The basis of the entire film is grounded in reality– a man who accidentally gets his girlfriend pregnant is forced to deal with the harsh circumstances of raising a child with someone he does not truly love. What makes it special is the altered state of the material. For example, in the dinner scene the absurdity acts as more of a introduction to the world rather than a source of fear. Through the film, the relatable, yet fear mongering situations continue for Henry as his child comes out as a borderline monster. This display of clear animosity and fear for his new born child, coupled with the isolation Henry feels due to the lack of affection for his girlfriend, leaves the viewer feeling very lonely. The life that the film’s subject reacts to with normalcy is surreal to us, and this distinction (while still remaining grounded– unlike some of Lynch’s short films) is able to create a black and white experience that nightmares consist of. Continuing through a dream-like state, Henry fantasizes about the ‘woman in the radiator,’ which is a hotly debated icon in this cult horror film; much like every mystery planted by Eraserhead.
The Mystery surrounding Eraserhead has helped to create its cult standing.
Upon its release in 1977, David Lynch was a relatively unknown. He only had two previous short films under his belt, and most noticeably known for The Grandmother (1970). After receiving a grant from the American Film Institute, Lynch was given the ability to create short films, and eventually, a budget for a feature. The project Lynch had in mind was so out there and bizarre, only he could have made it. Lynch has chosen to keep the secrets and unresolved fan theories regarding the film as a mystery, which has ultimately created a cult following that loves to break down the world.
Even with production design choices, the secrets are kept tight lipped.
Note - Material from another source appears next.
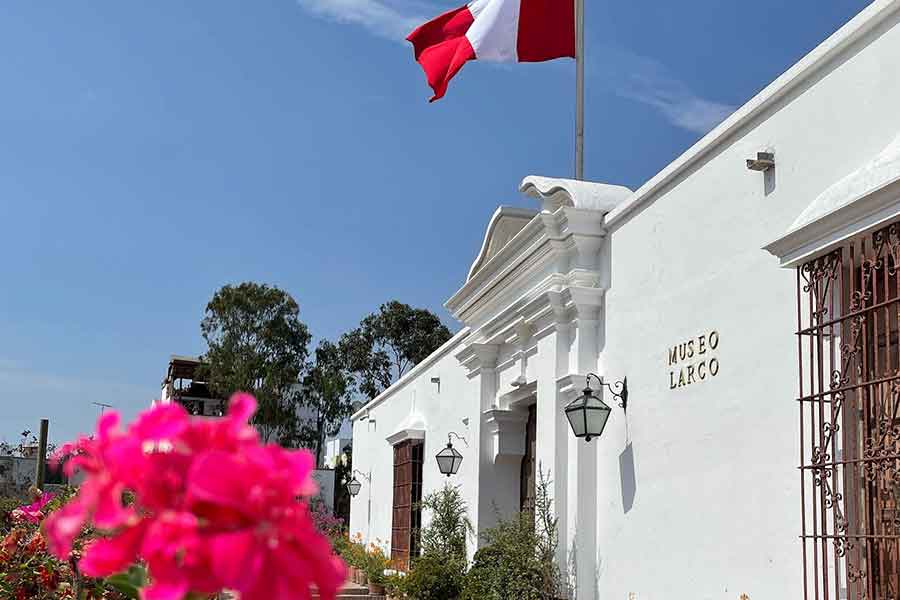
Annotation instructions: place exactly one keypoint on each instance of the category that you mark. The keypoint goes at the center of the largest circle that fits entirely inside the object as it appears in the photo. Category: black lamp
(449, 458)
(588, 414)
Regarding the fetus, it is rumored that Lynch used an undeveloped cow fetus (as well as a skinned rabbit) to portray the deformed child of Henry’s, but Lynch (or anyone on set) has yet to reveal what the creature truly was. Lynch also refuses to address any theories about the film, which allows the viewer to make their own interpretation of the horror. The production time and budget was also a large mystery, as development took four years (after the construction of sets) and featured multiple financial backers. These financial backers included filmmaker Terrance Malick, who upon screening the film for a potential investor, was greeted by the film being called “bullshit.” When it was released, Eraserhead was thought to be a “midnight” movie of sorts, without any sort of real expectation. The result was filmmakers being blown away, as well as John Waters and Stanley Kubrick offering their acclaim for the film. The success and obvious auteur vision of David Lynch, displayed with his feature debut, led him to his first big budget project, The Elephant Man (1980); and he even received an offer to direct Star Wars Episode VI: Return of the Jedi (1983); which he turned down.
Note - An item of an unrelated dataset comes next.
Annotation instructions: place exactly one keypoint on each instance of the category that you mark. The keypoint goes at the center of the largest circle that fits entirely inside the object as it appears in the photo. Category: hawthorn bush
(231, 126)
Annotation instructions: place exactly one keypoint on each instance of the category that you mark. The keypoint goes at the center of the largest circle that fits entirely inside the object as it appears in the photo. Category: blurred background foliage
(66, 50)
David Lynch was rumored, by his own daughter, to have been inspired to make this film by his fear of being a father, and the club foot defect his daughter was born with. This is fitting as David Lynch actually had to live on set for a year when the films budget began to run dry. Acclaimed by some of the greatest filmmakers of all time, Eraserhead still stands as a cult classic shrouded with mystery. The black and white high contrast display of a bizarre version of reality has left a resonating feeling with viewers and filmmakers alike. Even Stanley Kubrick had a deep appreciation for the film as he left it on replay on the set of The Shining (1980) in order to get the cast in the mood to shoot a horror film. The thing about Eraserhead is that it has to be viewed multiple times because the first viewing often goes over a viewer’s head, but like an onion, the film has layers that needs to be carefully deconstructed and examined. Whether the eerie hymns of the the woman in the radiator or the dismembered fetus plaguing Henry’s dreams, the blurred line of reality and art-house surrealism displayed by Lynch served as inspiration for both the horror genre and films as a whole.